I often work in series creating bodies of work that highlights certain interests such as architecture, space, and scale. I like to investigate the way in which spaces are constructed and how the environment shapes the times we inhabit—influencing our identities, senses, and emotions.

In most of my work, I employ photography which allows me to easily incorporate repetition in the art process. The recurrence of similar images or motifs is a strategy that I use to visually think about a subject. In the multiplication of similar images, I find a way to discover those differences that help me to better understand the object that I’m observing or creating. This approach could also extend to other media such as sculpture, video, drawing, and installation. In particular, I like to merge sculpture with photography to visually dismantle existing architectures or sites and reorganize them according to a personal order, offering alternative images that viewers are encouraged to question.

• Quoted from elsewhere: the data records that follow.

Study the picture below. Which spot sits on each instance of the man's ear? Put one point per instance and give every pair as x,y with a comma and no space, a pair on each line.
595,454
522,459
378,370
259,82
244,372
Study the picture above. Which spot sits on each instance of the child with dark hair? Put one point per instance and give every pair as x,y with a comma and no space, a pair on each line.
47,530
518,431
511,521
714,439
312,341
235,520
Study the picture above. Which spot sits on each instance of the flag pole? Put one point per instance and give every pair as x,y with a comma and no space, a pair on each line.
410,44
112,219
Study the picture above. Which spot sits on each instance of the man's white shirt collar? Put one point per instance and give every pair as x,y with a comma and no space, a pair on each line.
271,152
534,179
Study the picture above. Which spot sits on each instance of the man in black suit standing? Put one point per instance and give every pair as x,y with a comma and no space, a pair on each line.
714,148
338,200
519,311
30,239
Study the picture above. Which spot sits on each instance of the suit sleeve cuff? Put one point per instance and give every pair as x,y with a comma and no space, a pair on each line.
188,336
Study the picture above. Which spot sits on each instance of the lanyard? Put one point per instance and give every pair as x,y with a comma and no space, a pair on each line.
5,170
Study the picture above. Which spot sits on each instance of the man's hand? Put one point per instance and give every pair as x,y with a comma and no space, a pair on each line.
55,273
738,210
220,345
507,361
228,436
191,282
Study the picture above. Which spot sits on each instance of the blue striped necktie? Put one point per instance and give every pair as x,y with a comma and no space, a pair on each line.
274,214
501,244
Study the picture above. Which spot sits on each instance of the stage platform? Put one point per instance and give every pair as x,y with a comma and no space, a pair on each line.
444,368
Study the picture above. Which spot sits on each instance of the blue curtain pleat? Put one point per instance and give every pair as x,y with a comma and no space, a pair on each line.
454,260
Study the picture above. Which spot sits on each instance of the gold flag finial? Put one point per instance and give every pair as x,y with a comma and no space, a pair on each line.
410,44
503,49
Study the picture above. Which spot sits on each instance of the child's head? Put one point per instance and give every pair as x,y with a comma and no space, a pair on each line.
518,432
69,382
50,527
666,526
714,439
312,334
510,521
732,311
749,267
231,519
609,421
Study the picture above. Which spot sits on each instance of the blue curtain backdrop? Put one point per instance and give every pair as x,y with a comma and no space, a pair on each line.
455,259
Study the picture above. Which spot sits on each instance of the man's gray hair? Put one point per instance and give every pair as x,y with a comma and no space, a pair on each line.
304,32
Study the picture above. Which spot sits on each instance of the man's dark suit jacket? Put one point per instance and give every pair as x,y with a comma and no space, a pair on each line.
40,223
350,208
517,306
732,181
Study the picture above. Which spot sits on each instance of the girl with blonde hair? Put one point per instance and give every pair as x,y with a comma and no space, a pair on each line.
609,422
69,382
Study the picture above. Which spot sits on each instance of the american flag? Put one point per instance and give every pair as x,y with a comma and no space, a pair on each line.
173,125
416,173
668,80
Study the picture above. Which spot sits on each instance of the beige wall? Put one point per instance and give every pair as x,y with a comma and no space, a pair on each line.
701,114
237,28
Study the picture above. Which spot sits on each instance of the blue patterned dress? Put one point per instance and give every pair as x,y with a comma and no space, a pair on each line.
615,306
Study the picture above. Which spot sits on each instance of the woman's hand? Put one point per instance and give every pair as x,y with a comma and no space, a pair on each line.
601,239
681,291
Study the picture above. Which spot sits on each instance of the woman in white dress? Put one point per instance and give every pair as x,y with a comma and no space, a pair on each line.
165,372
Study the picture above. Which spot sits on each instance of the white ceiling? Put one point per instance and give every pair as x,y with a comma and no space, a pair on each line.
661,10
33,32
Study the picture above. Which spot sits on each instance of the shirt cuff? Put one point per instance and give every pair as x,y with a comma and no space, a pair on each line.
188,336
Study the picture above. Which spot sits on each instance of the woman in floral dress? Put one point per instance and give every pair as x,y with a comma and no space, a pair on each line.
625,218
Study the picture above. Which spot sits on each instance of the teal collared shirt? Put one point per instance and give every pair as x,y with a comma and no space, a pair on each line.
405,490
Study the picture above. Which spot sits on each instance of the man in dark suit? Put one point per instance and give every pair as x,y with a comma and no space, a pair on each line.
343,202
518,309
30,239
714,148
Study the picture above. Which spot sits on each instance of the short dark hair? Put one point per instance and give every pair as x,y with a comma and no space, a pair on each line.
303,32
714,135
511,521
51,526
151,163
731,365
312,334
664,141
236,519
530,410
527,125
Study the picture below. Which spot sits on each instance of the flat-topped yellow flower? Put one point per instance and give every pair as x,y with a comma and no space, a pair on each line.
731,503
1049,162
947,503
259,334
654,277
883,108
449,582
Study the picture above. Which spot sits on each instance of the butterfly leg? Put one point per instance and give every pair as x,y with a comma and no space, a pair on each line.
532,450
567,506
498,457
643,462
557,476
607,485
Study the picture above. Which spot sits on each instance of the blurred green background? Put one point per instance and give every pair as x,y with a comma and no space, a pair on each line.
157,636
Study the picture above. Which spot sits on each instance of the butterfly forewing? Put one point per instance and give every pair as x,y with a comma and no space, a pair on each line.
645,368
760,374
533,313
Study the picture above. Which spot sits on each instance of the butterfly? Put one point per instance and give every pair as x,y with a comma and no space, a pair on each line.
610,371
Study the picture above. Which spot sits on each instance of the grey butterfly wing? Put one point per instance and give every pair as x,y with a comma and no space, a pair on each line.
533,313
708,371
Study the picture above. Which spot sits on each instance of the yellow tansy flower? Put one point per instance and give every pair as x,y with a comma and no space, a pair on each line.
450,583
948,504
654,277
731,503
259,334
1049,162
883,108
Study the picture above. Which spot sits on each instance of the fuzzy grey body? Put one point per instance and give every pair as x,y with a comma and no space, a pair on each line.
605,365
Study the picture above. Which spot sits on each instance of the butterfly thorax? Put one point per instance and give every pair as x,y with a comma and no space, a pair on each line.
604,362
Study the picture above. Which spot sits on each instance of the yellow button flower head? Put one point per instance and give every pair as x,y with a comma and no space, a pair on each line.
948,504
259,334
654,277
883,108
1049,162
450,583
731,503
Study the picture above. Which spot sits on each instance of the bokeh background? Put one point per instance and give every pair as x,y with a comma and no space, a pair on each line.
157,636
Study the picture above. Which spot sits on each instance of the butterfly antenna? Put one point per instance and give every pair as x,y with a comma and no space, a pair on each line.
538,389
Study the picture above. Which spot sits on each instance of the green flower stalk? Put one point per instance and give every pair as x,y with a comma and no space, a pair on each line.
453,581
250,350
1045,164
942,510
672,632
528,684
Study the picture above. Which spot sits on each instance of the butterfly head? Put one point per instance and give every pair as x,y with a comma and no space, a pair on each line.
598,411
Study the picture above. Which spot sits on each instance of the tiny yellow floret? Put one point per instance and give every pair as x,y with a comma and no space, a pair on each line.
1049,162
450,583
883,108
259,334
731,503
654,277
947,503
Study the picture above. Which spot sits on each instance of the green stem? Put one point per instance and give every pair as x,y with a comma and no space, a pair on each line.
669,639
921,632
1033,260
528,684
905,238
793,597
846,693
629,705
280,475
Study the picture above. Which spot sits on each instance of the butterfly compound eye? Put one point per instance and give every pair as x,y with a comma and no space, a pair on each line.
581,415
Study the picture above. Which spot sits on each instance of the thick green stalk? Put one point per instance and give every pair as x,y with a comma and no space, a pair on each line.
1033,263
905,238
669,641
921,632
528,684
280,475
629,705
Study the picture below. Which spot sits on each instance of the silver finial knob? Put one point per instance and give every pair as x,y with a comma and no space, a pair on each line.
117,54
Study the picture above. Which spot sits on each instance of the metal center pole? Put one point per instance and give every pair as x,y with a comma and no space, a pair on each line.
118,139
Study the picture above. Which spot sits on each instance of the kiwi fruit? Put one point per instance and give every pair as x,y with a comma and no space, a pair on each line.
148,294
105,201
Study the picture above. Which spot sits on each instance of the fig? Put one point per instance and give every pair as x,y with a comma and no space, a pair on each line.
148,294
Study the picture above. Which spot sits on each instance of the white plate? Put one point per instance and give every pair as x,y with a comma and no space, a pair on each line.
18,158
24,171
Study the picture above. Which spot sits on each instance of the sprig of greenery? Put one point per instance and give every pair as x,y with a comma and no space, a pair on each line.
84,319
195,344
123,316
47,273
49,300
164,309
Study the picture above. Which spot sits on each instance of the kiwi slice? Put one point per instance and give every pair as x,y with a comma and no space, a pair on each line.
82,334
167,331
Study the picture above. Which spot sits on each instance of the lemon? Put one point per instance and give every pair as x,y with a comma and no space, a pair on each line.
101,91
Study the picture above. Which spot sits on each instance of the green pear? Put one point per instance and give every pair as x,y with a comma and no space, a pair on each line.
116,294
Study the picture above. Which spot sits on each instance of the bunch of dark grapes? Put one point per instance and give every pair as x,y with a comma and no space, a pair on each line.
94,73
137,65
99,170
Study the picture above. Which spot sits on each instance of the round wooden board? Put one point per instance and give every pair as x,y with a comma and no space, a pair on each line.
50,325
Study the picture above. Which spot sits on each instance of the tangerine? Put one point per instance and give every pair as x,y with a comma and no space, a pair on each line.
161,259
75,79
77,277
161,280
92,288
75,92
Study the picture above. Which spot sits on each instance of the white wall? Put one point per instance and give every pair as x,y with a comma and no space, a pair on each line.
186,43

In Windows (2014) I visually deconstruct luxury condos on Riverside Boulevard in New York (among which there are several Trump towers). In this series, I have photographed, precisely, the facades of each and every building, isolating the windows for print, and subsequently mounting the photographs of the windows onto wooden blocks. These wooden blocks become modular elements for composition. I am able then to freely stack the blocks creating impermanent architectural constructions which suggest various forms of resolve in the apparent nature of their making. These compositions are then documented by a final photograph. This method allows for a playful and spontaneous approach to creating new structures from pre-existing ones, in this way suggesting how a soft action can subvert an apparent immutable reality.

Ilaria Ortensi’s work has been part of group shows in London, Berlin, Italy, and the US. In New York her work has been featured in exhibitions at The Jewish Museum, Fisher Landau Center for Art, and the Flux Factory. Born in Italy, she received her MFA from Columbia University in 2015 and is currently part of the Hercules Art/Studio Program in Long Island City and a teaching artist fellow for the Center of Urban Pedagogy in New York.